Jorge: Oh, absolutely. So essentially, the movie is going to be about a little kid who gets powers that should NEVER been given to a child, and then uses it to make a pool full of jello or some other idiotic shenanigans. Sounds like a terrible movie for the right audience. Didn't we see this movie already? I think it was called "Click." It's like like a really bad goosebumps story arc.
Really, it kind of saddens me that EA can just wipe their hands clean from the terrible movie this will be. They should be punished for letting this get too far.
Scott: But what power do we have against EA? What are we going to do? Not buy Sims 3? I don't see that happening. Those evil bastards have us right where they want us.
Jorge: I don't know... maybe I'll make a spore creature that spells out "The Sims Movie Sucks."
Jorge: Why do we need videogame movies anyway? I'm not so sure they really lend themselves to the movie format. Even the Mass Effect movie rights were sold, and though it has a strong narrative, I don't believe it will make a good movie.
Scott: I can't really think of a good movie that was originally a video game. Of course, to be fair, I tend to avoid them like the plague.
Jorge: The first resident evil movie was pretty entertaining. I thought about seeing the Silent Hill movie, but I was too scared to just watch the trailer. So that didn't pan out.
Scott: I'm just trying to think of movies not directed by Uwe Boll. It seems like video game movies are just relegated to "B" list actors, budgets, etc. That being said, isn't Marky-Mark in the new Max Payne movie?
Jorge: Yea, which actually looks like a decent action movie, for what its worth. It looks a bit like Constantine. Plus the Bioshock movie speculations are exciting because there is some good source material to work with. If a videogame has a compelling world in which to set a movie in, fine, that could work. I could at least understand why someone would want to make a movie set in that universe.
Scott: It's just hard though, because I think lots of games have good universes. The problem always seems to be coming up with a good script, performed by good actors, directed by a good director, working with a good budget. Without the confluence of all those factors, I think any move, videogame or not, is doomed to suck.
Jorge: I think we are naturally possessive with these worlds too. I'm sure most of the writers didn't grow up with these games. The idea of someone putting their filthy paws on Hyrule is terrifying. Mark Wahlberg said he didn't play the Max Payne movie and said he wasn't going to. That being said, I would love to see a Shadow of the Colossus movie it comes from a studio that actually knows what they are doing.
Scott: Something like Colossus would be hard though, because part of the power of that game is the fact that it is so long and involved. Building the same kind of relationship (a relationship based largely on interaction) is hard to do in 2 hours.
Jorge: There are problems translating any story from one medium to another. You just hope they the movie, book, or game can capture some of the joy you derived from the original content and add something to it as well.

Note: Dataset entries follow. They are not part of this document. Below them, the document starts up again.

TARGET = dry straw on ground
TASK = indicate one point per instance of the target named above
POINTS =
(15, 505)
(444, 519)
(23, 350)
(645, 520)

Scott: I guess what we really want is for the movies to do justice for their material.
Jorge: It seems like when books or videogames are translated into movies they shed the things that made the game fun and interesting. For something like The Sims movie, it looks like that is intentional. If a movie comes from a studio that appreciates these videogame worlds from the perspective of a gamer, then the product should be better.
Scott: I just wish all the Hollywood hacks would keep their hands off games. But at the same time, I have a soft spot for the camp value of Super Mario Bros. John Leguizamo as Luigi? Genius. And Dennis Hopper is definitely Bowser's scariest incarnation.